Perri Dash, Super Niche Founder & Everette Taylor, CEO of Kickstarter in a conversation in a art gallery

Kickstarter’s CEO Doesn’t Do Performative Taste

Late one Friday morning in January, I spent a few hours gallery hopping with Everette Taylor, starting at Jack Shainman Gallery to see the Faith Ringgold exhibition and talk through his relationship to collecting.

Everette, the CEO of Kickstarter, carries a title with real gravity. Leading a platform built on backing ideas before they’re proven comes with its own weight. 

What struck me most, though, wasn’t the authority of the role but how intact he felt within it. There was an immediate sense of kinship, cultural and generational, rooted in a shared understanding of where we come from and how that informs what we value.

Everette is kind and thoughtful, but he’s also unapologetically proud of what he’s built. His accomplishments aren’t softened or downplayed. 

They’re carried as earned markers of success. The grounding I noticed wasn’t humility in the traditional sense but alignment, a commitment to stay close to the people, references, and environments that shaped him.

That alignment shows up clearly in how he collects. Everette gravitates toward what resonates rather than what signals. His taste feels tuned, not trendy, refined over time but still tethered to its origins. It evolves and sharpens, but the breadcrumbs remain. 

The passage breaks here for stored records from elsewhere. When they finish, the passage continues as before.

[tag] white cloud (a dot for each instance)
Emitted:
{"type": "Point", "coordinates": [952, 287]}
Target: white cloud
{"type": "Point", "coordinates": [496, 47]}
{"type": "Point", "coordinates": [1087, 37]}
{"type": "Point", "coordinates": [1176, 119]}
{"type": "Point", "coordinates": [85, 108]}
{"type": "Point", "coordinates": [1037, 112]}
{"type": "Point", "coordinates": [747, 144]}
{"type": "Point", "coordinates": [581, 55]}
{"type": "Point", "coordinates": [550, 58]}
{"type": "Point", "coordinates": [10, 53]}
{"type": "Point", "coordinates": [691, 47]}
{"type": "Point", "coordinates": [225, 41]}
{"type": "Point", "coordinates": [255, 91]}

There’s continuity in the choices, the way a contemporary song might carry a sample from a track you haven’t heard in decades.

Standing among Ringgold’s quilts and tapestries, the idea of discernment came into focus. Her work carries history through material, ancestors rendered in fabric, narratives sewn rather than spoken. Quilting, once dismissed as craft, functioned as coded language, with patterns guiding those fleeing bondage toward freedom when time was of the essence. 

Ringgold’s mastery across painting, sculpture, and textile made me think about how long it takes to develop a language so precise it can be understood instantly. How much repetition and lived experience are required before taste becomes instinct

In Everette’s view, experience cultivates taste. Speed is usually treated as the enemy of discernment, but here it felt more like its proving ground.

Knowing something immediately is only possible after years of looking, learning, and refining, especially when the subject is as personal as what genuinely moves you.

We later headed to Craig Starr Gallery to see works by Stanley Whitney and Henri Matisse. Riding together in the back of an Uber, we talked mostly about film. Then Everette paused and asked a question.

“What is your relationship to wealth? Whatever comes to mind.”

It was disarming, not because it demanded an immediate answer, but because it revealed how rarely wealth is discussed outside of accumulation or outcome. In the context of the day, the question felt connected to everything we had seen and talked about. 

Collecting, like backing ideas, is an exercise in judgment. It reflects what you’re willing to stand behind without guarantees, what you return to over time, and what you’re prepared to live with once the noise fades.

What I took away from my time with Everette is that taste isn’t performative. It’s cumulative, shaped by repetition, restraint, and memory. It’s less about how quickly you move and more about whether you’re moving in alignment. 

And wealth, viewed through that lens, becomes less about what you acquire and more about what you choose to sustain. The people, the ideas, the culture you keep close. Those are the real holdings. Everything else is just inventory.